Football Association chairman David Bernstein has hailed UEFA's decision to mark the organisation's 150th anniversary by awarding the 2013 Champions League final to Wembley.
It means the stadium will host an unprecedented two finals in the space of three years after the success of the Barcelona v Manchester United showpiece last month.
Bernstein said: "We are absolutely delighted, It is most unusual for the final to be held in the same venue twice in three years."
He added: "It was totally recognised that the Champions League final three weeks ago was an outstanding success. UEFA were absolutely delighted."
"Wembley really came of age that weekend. From a great stadium that was perceived as a little bit of a problem in some ways, it really broke through and is now, I believe, being looked at as a national asset.

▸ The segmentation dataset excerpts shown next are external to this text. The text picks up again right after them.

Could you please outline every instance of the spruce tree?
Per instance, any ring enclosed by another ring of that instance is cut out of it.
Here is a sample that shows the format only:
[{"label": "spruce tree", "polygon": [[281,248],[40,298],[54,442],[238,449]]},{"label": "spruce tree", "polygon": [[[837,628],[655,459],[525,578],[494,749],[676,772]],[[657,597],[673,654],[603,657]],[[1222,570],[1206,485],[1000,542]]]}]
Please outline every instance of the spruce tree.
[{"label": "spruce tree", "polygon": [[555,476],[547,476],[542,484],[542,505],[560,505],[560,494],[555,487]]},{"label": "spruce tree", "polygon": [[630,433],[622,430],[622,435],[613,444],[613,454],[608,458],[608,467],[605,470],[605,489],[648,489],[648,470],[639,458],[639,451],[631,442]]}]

It was very positive financially, of course it was.
"It wasn't just the Champions League final but converting it for the Championship play-off two days later was a tremendous achievement from a great group of people."
UEFA's Congress in the same year will take place in London in the build-up to final, the European body's president Michel Platini announced.

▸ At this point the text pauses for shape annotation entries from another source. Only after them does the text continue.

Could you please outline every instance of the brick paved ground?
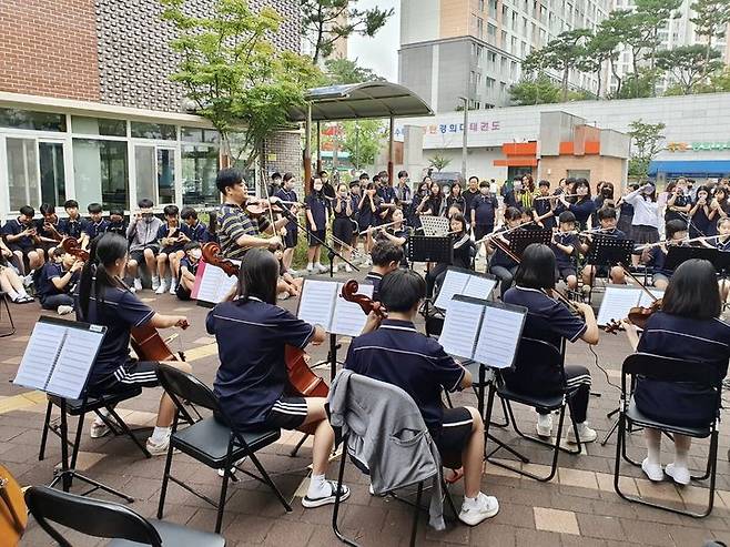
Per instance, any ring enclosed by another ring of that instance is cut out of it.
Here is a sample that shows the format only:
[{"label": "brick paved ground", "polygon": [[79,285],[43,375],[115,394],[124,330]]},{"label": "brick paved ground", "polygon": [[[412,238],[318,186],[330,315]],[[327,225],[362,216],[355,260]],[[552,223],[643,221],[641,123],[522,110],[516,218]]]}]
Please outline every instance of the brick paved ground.
[{"label": "brick paved ground", "polygon": [[[192,327],[183,334],[182,346],[187,351],[195,374],[209,384],[217,364],[213,340],[204,332],[206,311],[192,304],[180,303],[173,296],[154,296],[150,291],[141,297],[162,313],[185,313]],[[294,303],[285,302],[286,307]],[[0,338],[0,462],[6,464],[23,485],[47,484],[52,478],[53,467],[60,458],[55,439],[50,440],[45,460],[38,462],[38,446],[42,425],[44,402],[37,393],[28,392],[8,383],[13,377],[28,335],[40,312],[37,305],[13,306],[12,312],[18,333],[10,338]],[[4,321],[4,315],[3,315]],[[599,363],[608,372],[612,383],[619,381],[618,369],[629,352],[625,336],[601,335],[597,353]],[[343,341],[344,355],[346,341]],[[324,358],[325,348],[312,352],[313,358]],[[592,355],[582,343],[568,348],[568,363],[587,364],[594,376],[594,391],[600,397],[591,397],[589,422],[604,435],[611,425],[606,413],[617,406],[618,392],[607,383],[606,376],[594,364]],[[325,371],[323,369],[323,374]],[[132,424],[149,425],[154,417],[159,391],[146,391],[141,397],[122,405]],[[455,397],[455,404],[476,406],[472,393]],[[500,414],[500,413],[498,413]],[[498,415],[498,417],[501,417]],[[529,412],[518,412],[518,421],[526,430],[533,430],[535,417]],[[88,424],[87,424],[88,427]],[[418,530],[419,545],[494,545],[494,546],[610,546],[610,545],[658,545],[699,546],[707,539],[730,539],[730,465],[728,464],[728,427],[723,425],[720,439],[718,489],[716,508],[708,518],[697,520],[669,513],[653,510],[621,500],[612,488],[612,466],[616,438],[601,447],[589,445],[579,456],[560,456],[558,476],[549,484],[518,478],[509,472],[487,465],[483,489],[498,497],[499,514],[476,528],[452,524],[446,531],[428,529],[422,519]],[[510,439],[511,432],[494,429],[503,439]],[[229,545],[336,545],[329,521],[332,509],[323,507],[305,510],[298,498],[300,486],[307,476],[310,450],[305,447],[298,457],[287,455],[298,439],[284,434],[281,440],[263,450],[262,462],[284,493],[293,499],[294,510],[285,514],[274,496],[262,485],[242,479],[229,489],[229,502],[223,520],[223,534]],[[632,454],[642,453],[642,437],[633,435],[630,442]],[[306,445],[305,445],[306,446]],[[521,445],[533,464],[548,463],[541,448]],[[132,507],[145,516],[156,510],[163,458],[144,459],[125,438],[91,439],[82,437],[81,465],[84,472],[108,485],[115,486],[135,497]],[[691,464],[702,467],[708,453],[707,443],[692,447]],[[668,456],[663,457],[665,463]],[[179,476],[202,492],[216,497],[219,476],[192,459],[179,455],[173,469]],[[336,462],[331,466],[335,476]],[[627,489],[662,499],[675,499],[680,505],[693,506],[701,503],[707,486],[691,486],[677,490],[668,484],[655,486],[642,479],[633,468],[626,468]],[[353,495],[345,503],[342,526],[356,537],[361,545],[406,545],[409,535],[410,513],[392,499],[371,497],[367,479],[349,467],[347,480]],[[455,499],[460,503],[460,485],[453,488]],[[168,494],[165,518],[185,523],[192,527],[212,529],[214,510],[183,489],[171,485]],[[0,541],[1,543],[1,541]],[[50,545],[48,537],[31,524],[24,544]],[[95,545],[84,540],[80,545]]]}]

It will be the seventh time that Wembley has hosted the Champions League or European Cup final, the most of any venue.
UEFA also announced the 2013 Europa League final will be held at the Amsterdam ArenA. There will also be a change to the venue for the UEFA Super Cup, the match between the Champions League and Europa League winners, which for years has been held in Monaco. In 2013 it will be held in Prague.
Meanwhile, UEFA announced Toulouse and Saint Etienne will become host cities for Euro 2016 in France, increasing the number to 11. The number of countries involved will be 24 instead of 16, and the number of matches will increase from 31 to 51.